Hace 204 años, el Ejército Trigarante encabezado por el coronel Agustín de Iturbide entró a la Ciudad de México el jueves 27 de septiembre de 1821. En los días posteriores, se firmó el Acta de independencia. Con ello se puso fin a una guerra civil intermitente de once años y nació México como un Estado independiente.
La discusión sobre los acontecimientos que dieron origen a la independencia de México no es un asunto intrascendente. Sigue y seguirá siendo parte de nuestra identidad nacional y memoria colectiva y dependiendo de nuestra versión de los hechos históricos estaremos a favor o en contra de un proyecto político en el presente con vistas al futuro.
Tan vigente está la discusión que en su conferencia de prensa del 17 de septiembre de este 2025 la presidenta Claudia Sheinbaum, acusó al historiador Héctor Aguilar Camín de querer reivindicar la figura de Agustín de Iturbide, al tiempo en que ella repetía la “propaganda negra” que se fabricó desde la misma independencia (Vicente Rocafuerte y su Bosquejo ligerísimo de la revolución de Mégico, escrito en 1822) hasta la llamada “historia oficial” divulgada o enseñada por el sistema educativo posrevolucionario en el siglo XX, particularmente en la primera mitad de la década de los setenta durante la presidencia de Luis Echeverría.
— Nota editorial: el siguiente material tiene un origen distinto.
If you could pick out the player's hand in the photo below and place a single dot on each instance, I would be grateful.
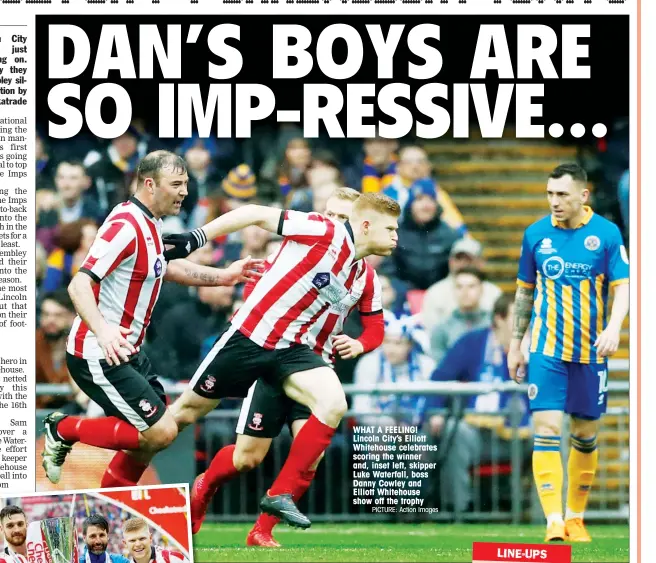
(243, 271)
(516, 364)
(608, 342)
(347, 347)
(114, 345)
(183, 244)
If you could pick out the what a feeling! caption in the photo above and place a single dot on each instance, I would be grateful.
(391, 469)
(179, 104)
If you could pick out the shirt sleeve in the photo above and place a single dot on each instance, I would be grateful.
(304, 228)
(116, 242)
(526, 275)
(618, 259)
(371, 301)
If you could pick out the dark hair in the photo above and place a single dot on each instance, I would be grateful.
(502, 305)
(472, 271)
(570, 169)
(11, 510)
(153, 163)
(97, 520)
(61, 297)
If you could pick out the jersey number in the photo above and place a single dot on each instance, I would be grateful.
(603, 385)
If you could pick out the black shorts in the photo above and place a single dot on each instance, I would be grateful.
(129, 391)
(266, 409)
(235, 362)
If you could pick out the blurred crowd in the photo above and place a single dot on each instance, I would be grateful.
(444, 318)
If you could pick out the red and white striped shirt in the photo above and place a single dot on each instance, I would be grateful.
(127, 263)
(309, 287)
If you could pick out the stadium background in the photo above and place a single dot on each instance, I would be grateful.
(494, 189)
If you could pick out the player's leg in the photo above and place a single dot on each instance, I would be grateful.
(136, 419)
(229, 369)
(127, 467)
(586, 402)
(310, 382)
(261, 418)
(261, 533)
(548, 394)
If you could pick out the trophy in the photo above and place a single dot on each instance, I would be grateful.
(60, 537)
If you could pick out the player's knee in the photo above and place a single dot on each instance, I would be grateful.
(334, 408)
(247, 460)
(164, 436)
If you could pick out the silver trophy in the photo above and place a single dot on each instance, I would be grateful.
(60, 537)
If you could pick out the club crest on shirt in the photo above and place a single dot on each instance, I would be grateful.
(546, 247)
(592, 243)
(321, 280)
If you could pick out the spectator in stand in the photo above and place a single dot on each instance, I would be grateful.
(73, 243)
(323, 177)
(55, 321)
(378, 168)
(425, 241)
(72, 183)
(414, 166)
(112, 170)
(440, 299)
(485, 435)
(204, 174)
(45, 173)
(290, 174)
(238, 188)
(467, 316)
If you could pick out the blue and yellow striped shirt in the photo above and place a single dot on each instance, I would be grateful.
(571, 271)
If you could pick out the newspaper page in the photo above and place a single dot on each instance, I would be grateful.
(358, 267)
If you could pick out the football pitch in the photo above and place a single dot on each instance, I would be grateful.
(394, 542)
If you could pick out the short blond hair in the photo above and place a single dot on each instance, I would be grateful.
(377, 202)
(134, 524)
(347, 194)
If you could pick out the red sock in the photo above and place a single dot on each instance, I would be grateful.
(123, 471)
(108, 432)
(266, 522)
(221, 469)
(308, 445)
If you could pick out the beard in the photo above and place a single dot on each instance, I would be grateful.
(16, 539)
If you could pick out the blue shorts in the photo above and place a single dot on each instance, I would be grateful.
(580, 390)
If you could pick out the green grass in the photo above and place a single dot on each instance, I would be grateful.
(394, 542)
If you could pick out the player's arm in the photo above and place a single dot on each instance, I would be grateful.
(524, 297)
(305, 228)
(186, 272)
(370, 307)
(617, 267)
(115, 242)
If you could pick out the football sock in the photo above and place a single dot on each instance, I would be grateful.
(221, 469)
(108, 432)
(308, 445)
(581, 468)
(123, 471)
(266, 522)
(548, 475)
En lo que llevamos de este siglo XXI, distintos historiadores han aportado sus conocimientos e investigaciones sobre el tema, arrojando luces muy potentes para entender cómo nació México en ese año de 1821, e interpretar en su justa dimensión la trascendencia de nuestros documentos fundacionales como el Plan de Iguala, los Tratados de Córdoba y el Acta de Independencia.
Sin embargo, a pesar de esos esfuerzos, hay quienes insisten en repetir mitos, calumnias o falsedades, ya sea por ignorancia o por la conveniencia de sostener una crónica del pasado que vaya acorde en el presente con un proyecto político en cuya fuerza motriz subyacen, el odio, la destrucción, el saqueo, la corrupción…
Nos guste o no, México se independizó de la “vieja España” de acuerdo con las indicaciones establecidas en el llamado Plan de Independencia de la América Septentrional fechado en Iguala el 24 de febrero de 1821 y cuyo autor intelectual fue Agustín de Iturbide.
Fueron las ideas de Iturbide las que dieron origen, entre otras cosas, a la bandera nacional cuyos colores -verde, blanco y rojo- simbolizaron las tres garantías del nuevo Estado: la independencia, la religión y la unión de todos sus habitantes. Esta última garantía, este llamado a la “unión general” que hacía Iturbide, era (y es, como se escribió en el Plan) “la única base sólida en que pueda descansar nuestra común felicidad”.
La bandera con los colores en vertical y al centro un águila sobre un nopal con el color blanco de fondo fue adoptada por el gobierno de Iturbide.
Al inicio de su vida independiente, México fue un Estado confesional donde la religión católica sería la única religión practicada en su territorio y adoptó como forma de gobierno una monarquía constitucional, dándose el nombre de “Imperio Mejicano”. Hoy, ni el Estado confesional, ni la forma de gobierno, ni el nombre subsisten (por cierto, estoy de acuerdo en que se cambie el nombre oficial de “Estados Unidos Mexicanos” y nos llamemos “México”).
Por otra parte, en el Plan de Iguala se proclamó que todos los habitantes, sin distinción alguna, son ciudadanos, y tanto su persona como sus propiedades “serán respetadas y protegidas”. En estas indicaciones está el origen del derecho constitucional mexicano y por ende el Estado de Derecho que debería prevalecer hoy en día.
El elemento esencial de un Estado moderno, el monopolio de la fuerza legítima, quedó concentrado en el Ejército Trigarante cuya encomienda fue proteger las tres garantías. El ejército quedó conformado por indios, mestizos, criollos, antiguos realistas y antiguos insurgentes que se van a unir a la causa Trigarante. Esto fue así y no al revés como se plantea en los mitos.
Este ejército de las Tres Garantías fue el primer ejército que apuntaló el nacimiento de México con su entrada triunfante a la Ciudad de México aquel 27 de septiembre de 1821.
Todas las crónicas sobre lo ocurrido esa fecha coinciden: ese día el pueblo de México disfrutó de uno de los momentos más felices de la historia nacional.
Conmemorar este acontecimiento en algún evento público o en casa -con una buena taza de chocolate o un agua de horchata o con lo que usted disponga- en recuerdo de quienes lograron esta gesta, es un detalle de mínima justicia histórica y es un reconocimiento de nuestra parte a quienes por un momento le dieron al pueblo de México, ese 27 de septiembre de 1821, un momento de felicidad, un instante de paz.